The Sound of His Horn is a ‘What if Hitler won WW II’ stories but it’s one that not like any other I have read. Instead of an authoritarian dystopia, it is a fever dream with touches of primal fear and Brave New World eugenics.

The story is framed as a story within a story. An unnamed narrator hears the story from a WW II veteran named Alan Querdillon who is clearly suffering from PTSD. During the war, he escaped from a German prison camp. Shocked by a mysterious barrier, he wakes up a hundred years later in a world where Germany had won.

The entire future section of the book takes place at the hunting estate of Reich Master Forester Count Hans Von Hackelnberg. Almost medieval in many respects and science fiction in others, the estate is an absolute horror show where human beings, sometimes genetically modified, are the prey.

There is absolutely no way to talk about The Sound of His Horn without mentioning the complete objectification of women in the bad future.

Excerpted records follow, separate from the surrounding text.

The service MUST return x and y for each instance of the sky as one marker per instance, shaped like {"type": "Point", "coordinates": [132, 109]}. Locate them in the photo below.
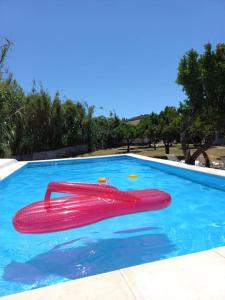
{"type": "Point", "coordinates": [119, 55]}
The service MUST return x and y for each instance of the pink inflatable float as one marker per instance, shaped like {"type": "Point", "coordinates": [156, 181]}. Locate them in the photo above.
{"type": "Point", "coordinates": [88, 204]}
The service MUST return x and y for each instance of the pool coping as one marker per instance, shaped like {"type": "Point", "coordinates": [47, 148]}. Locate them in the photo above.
{"type": "Point", "coordinates": [196, 276]}
{"type": "Point", "coordinates": [134, 282]}
{"type": "Point", "coordinates": [13, 167]}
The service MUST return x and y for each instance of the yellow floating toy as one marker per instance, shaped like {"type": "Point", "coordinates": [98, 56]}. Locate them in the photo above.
{"type": "Point", "coordinates": [133, 176]}
{"type": "Point", "coordinates": [102, 180]}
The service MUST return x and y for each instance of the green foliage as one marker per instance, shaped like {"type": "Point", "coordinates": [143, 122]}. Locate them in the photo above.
{"type": "Point", "coordinates": [169, 120]}
{"type": "Point", "coordinates": [149, 127]}
{"type": "Point", "coordinates": [202, 77]}
{"type": "Point", "coordinates": [126, 132]}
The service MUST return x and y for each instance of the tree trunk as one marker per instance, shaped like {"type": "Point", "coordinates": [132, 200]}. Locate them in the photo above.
{"type": "Point", "coordinates": [167, 148]}
{"type": "Point", "coordinates": [128, 146]}
{"type": "Point", "coordinates": [192, 158]}
{"type": "Point", "coordinates": [206, 157]}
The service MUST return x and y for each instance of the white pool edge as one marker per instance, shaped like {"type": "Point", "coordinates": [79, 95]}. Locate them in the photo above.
{"type": "Point", "coordinates": [130, 283]}
{"type": "Point", "coordinates": [9, 170]}
{"type": "Point", "coordinates": [196, 276]}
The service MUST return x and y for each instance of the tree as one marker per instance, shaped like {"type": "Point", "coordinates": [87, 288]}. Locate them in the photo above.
{"type": "Point", "coordinates": [149, 128]}
{"type": "Point", "coordinates": [169, 121]}
{"type": "Point", "coordinates": [56, 123]}
{"type": "Point", "coordinates": [203, 79]}
{"type": "Point", "coordinates": [127, 132]}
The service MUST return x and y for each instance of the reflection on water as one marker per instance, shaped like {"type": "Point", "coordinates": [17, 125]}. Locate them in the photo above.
{"type": "Point", "coordinates": [91, 258]}
{"type": "Point", "coordinates": [139, 229]}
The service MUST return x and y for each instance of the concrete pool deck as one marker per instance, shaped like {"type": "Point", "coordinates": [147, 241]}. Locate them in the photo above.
{"type": "Point", "coordinates": [197, 276]}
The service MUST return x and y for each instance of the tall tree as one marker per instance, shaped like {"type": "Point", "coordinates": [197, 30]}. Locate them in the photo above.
{"type": "Point", "coordinates": [149, 128]}
{"type": "Point", "coordinates": [169, 120]}
{"type": "Point", "coordinates": [202, 77]}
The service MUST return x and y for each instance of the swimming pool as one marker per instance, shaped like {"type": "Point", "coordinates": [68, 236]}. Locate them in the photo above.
{"type": "Point", "coordinates": [195, 221]}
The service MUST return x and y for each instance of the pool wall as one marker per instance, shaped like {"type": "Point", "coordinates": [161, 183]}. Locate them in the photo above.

They are hunted, bred to be hunting animals and even used as furniture. Since this is depicted as despicable and nightmarish, I’m choosing to believe that Sarban does not support such a view. The degree of dehumanization is profoundly and effectively disturbing.

And I also have to mention Von Hackelnberg. While he actually shows up in a relatively small portion of what is already a short novel, he looms over everything. A giant of a man who is full of primal rage and violence, I’m not sure if he’s supposed to be supernatural or not. His scorn for his fat, pampered guests emphasizes his other nature.

As I mentioned before, Querdillon is clearly suffering from PTSD in the present time and the future section has a definite fever dream quality. A very possible interpretation is that he went mad and all of his fantastic experiences were in his his head. That possibility makes the already dreamy, nightmarish book even more uncertain.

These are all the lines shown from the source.